A stigma is a sort of secret which causes us shame and makes us want to conceal or hide it. This is called a “concealed stigma”. If you have a concealed stigma - why would it not just be an excellent idea to keep the details to yourself, end of story?
Humans are extremely social. It is suggested that this may be why we have such a large brain-to-body ratio, compared to other animals; purely for social concerns! We can understand how others are feeling by listening to what they say, but we can also interpret the distress of others just by observing tiny fleeting facial expressions.
It takes quite a lot of effort for humans to attempt to keep secrets. While our mouth may say one thing, our faces may tell another story. This can confuse and worry those around us. It can become hard to keep hiding these secrets from people.

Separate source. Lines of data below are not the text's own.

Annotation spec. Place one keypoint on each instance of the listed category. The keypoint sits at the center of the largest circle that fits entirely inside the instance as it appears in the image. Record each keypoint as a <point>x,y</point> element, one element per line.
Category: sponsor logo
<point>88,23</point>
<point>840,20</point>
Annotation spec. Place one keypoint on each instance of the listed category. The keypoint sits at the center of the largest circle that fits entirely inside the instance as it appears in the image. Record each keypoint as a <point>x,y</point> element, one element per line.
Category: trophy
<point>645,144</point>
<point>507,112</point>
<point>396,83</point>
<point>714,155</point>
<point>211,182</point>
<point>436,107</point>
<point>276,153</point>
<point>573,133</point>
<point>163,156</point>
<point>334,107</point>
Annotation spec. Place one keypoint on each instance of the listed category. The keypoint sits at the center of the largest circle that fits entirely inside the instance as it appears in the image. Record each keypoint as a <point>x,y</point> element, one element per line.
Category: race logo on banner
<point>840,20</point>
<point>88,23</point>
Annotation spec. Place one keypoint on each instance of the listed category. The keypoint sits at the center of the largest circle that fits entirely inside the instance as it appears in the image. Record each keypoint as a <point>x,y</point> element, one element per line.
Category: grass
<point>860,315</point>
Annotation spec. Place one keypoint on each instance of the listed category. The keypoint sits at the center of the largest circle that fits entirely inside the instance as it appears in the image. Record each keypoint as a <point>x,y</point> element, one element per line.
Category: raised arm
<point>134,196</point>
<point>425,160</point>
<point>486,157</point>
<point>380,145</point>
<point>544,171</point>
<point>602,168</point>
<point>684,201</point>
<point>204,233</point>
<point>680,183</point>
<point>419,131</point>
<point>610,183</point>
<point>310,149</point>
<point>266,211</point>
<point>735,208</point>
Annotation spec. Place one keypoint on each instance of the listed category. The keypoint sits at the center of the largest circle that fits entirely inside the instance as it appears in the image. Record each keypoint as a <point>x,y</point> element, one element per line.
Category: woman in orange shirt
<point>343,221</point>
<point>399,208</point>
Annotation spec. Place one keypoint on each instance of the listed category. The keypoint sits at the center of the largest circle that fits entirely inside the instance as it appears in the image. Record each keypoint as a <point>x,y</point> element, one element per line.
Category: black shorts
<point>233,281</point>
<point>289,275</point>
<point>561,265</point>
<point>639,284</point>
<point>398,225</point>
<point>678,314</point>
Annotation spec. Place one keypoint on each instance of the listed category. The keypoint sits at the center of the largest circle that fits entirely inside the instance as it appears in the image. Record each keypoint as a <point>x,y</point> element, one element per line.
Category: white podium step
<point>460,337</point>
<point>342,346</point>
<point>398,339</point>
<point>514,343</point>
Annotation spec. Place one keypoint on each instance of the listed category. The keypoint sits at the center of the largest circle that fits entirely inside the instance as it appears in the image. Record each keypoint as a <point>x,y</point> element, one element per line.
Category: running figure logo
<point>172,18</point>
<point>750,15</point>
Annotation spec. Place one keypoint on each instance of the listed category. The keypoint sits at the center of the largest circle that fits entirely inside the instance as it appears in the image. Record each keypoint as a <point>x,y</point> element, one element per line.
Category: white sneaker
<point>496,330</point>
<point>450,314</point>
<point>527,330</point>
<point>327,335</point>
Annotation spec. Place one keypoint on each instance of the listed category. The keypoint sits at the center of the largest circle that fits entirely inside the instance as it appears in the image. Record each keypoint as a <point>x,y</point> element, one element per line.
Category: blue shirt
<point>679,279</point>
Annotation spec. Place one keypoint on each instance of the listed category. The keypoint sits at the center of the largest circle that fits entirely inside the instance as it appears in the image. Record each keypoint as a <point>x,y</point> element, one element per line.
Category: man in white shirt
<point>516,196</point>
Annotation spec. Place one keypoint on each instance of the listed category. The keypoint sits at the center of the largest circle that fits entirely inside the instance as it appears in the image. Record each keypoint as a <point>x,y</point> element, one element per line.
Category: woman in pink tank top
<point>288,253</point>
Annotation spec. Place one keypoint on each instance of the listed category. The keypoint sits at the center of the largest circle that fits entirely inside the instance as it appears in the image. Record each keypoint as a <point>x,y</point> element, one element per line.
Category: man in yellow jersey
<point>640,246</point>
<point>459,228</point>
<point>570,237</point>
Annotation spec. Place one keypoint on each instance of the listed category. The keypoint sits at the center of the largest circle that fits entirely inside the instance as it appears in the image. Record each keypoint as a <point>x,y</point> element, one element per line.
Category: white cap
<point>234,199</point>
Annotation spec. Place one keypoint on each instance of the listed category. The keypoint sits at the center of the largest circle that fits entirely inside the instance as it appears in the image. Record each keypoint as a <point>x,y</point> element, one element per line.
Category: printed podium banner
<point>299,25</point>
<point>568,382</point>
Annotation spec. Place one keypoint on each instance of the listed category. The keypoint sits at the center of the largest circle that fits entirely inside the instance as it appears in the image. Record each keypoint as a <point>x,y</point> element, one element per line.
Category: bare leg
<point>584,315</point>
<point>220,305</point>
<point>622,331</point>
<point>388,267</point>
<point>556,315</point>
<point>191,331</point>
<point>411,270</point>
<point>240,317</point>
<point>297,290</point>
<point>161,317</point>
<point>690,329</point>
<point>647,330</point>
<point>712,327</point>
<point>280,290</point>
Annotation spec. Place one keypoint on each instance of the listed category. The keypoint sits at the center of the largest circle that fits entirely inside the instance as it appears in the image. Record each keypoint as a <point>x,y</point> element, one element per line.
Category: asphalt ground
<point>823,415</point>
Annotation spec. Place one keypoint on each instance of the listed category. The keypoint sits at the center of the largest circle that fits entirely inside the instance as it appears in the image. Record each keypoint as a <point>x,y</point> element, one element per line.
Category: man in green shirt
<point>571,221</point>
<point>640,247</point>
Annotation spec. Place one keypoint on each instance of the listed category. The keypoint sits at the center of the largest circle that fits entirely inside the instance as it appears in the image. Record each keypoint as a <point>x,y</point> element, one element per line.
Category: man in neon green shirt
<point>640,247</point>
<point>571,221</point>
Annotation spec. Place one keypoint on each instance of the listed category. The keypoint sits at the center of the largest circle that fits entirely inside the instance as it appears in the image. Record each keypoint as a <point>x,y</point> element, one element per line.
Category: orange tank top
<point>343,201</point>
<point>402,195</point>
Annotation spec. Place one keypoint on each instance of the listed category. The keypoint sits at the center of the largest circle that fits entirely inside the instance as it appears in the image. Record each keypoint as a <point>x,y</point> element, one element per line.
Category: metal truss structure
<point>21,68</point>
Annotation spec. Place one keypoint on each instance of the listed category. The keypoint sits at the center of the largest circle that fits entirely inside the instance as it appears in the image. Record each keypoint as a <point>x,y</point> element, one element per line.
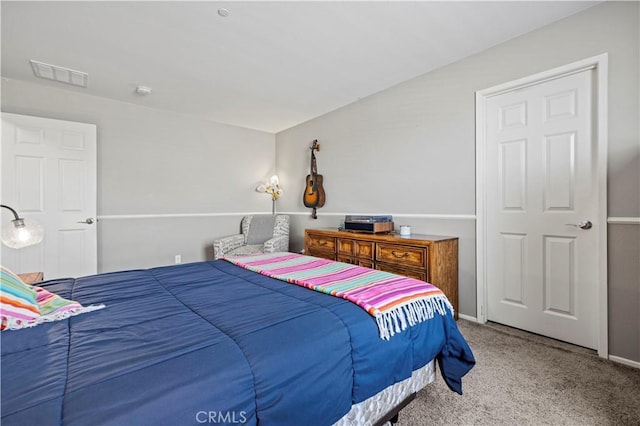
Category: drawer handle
<point>399,256</point>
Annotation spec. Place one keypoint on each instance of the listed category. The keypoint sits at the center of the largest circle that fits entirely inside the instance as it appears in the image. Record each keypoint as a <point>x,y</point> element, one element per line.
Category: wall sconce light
<point>273,188</point>
<point>21,232</point>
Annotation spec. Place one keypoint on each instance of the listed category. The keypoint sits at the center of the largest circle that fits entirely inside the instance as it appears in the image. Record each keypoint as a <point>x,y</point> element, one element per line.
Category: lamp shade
<point>21,232</point>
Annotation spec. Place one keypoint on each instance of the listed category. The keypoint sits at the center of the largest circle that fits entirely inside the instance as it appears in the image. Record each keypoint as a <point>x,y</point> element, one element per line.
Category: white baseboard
<point>467,317</point>
<point>625,361</point>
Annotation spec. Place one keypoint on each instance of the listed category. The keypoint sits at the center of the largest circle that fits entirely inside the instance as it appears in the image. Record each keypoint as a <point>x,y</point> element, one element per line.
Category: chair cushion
<point>246,250</point>
<point>261,229</point>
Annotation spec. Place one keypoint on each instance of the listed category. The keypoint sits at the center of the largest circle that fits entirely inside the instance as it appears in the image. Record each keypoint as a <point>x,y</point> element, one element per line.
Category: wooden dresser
<point>426,257</point>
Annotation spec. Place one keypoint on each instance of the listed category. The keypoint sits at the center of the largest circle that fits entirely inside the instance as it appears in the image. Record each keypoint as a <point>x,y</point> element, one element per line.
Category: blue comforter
<point>210,343</point>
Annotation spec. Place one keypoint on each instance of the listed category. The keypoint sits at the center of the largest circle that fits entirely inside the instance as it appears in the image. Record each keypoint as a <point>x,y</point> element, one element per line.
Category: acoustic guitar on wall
<point>314,196</point>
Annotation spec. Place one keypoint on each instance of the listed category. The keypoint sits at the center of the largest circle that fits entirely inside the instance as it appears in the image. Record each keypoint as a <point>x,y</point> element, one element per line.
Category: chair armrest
<point>278,243</point>
<point>224,245</point>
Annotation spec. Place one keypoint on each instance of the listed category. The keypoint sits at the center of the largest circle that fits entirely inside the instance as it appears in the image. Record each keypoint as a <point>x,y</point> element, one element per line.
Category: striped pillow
<point>18,301</point>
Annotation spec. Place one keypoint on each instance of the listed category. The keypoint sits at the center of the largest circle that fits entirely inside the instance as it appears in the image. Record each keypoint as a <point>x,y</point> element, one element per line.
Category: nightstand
<point>32,277</point>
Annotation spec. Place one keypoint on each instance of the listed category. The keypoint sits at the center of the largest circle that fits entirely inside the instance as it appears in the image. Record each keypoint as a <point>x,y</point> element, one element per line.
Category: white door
<point>49,174</point>
<point>542,210</point>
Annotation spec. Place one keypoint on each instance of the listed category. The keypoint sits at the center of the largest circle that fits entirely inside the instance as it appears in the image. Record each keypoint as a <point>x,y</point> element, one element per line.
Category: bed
<point>215,343</point>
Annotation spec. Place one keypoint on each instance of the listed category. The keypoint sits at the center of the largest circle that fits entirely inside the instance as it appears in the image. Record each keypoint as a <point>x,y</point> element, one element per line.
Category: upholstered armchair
<point>259,234</point>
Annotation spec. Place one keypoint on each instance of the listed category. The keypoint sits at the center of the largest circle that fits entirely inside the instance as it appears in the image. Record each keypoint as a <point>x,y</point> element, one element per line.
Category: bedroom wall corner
<point>168,184</point>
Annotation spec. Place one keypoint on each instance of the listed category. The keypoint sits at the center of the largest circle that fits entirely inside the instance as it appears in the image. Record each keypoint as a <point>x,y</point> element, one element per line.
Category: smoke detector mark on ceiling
<point>59,74</point>
<point>143,90</point>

When we conceal a stigma, we must think about everything we say, and remember who knows the “secret” and who doesn’t. We may worry what will happen if someone we are hiding our secret from, finds out the secret anyway. It is very easy to underestimate just how many other thousands of people are also concealing the same stigma and distress.
One interesting article by John E. Pachankis¹ discusses the downsides of concealing any type of stigma. Many different stigmas are discussed. Pachankis talks about the way a person’s thinking may be altered if they are bearing the burden of concealing a stigma. People may start to notice things relating to the stigma everywhere; in the newspaper, on the television, seemingly everywhere they look.
Concerns about being “discovered” may be constantly on the person’s mind. The person affected may become preoccupied, hypervigilant and even suspicious when the innocent mention of things which may be related to the stigma or its concealment are discussed. This in turn may result in shame, anxiety, depression, and even hostility being felt.
In normal circumstances these feelings may be relieved by talking with others who may help us “put things in perspective” and tell us the truth: that alcohol and other drug issues extend to all areas of New Zealand society from the high to the low and everywhere in between, and that, in fact they also have a brother/daughter/father/uncle, or otherwise, with exactly the same problem. When someone else is told they are often glad you mentioned it, because keeping their own stigma concealed, is affecting so many areas of their life too.
Unfortunately, life being what it is, it may become easier to just avoid socialising and instead isolate oneself, which negatively impacts relationships and friendships, and whānau/family functioning. When people are not able to discuss their concealed stigma, the stigma can even cause people to downgrade the way they value themselves, and can make them see themselves differently, even viewing themselves as a “lower quality person” despite this not being true.
This unfortunate and entirely inaccurate self-assessment is reported to be a side-effect of concealing virtually any stigma you care to name, including having a whānau/family member using alcohol and/or other drugs.
Because a “concealed stigma” is by nature concealed, finding others with the same concealed stigma is usually difficult. This is where a support group may be useful. It can be particularly good to see and talk to other “normal” people who are experiencing the same issues. This is called “feedback”, and this may be very helpful for all areas of functioning.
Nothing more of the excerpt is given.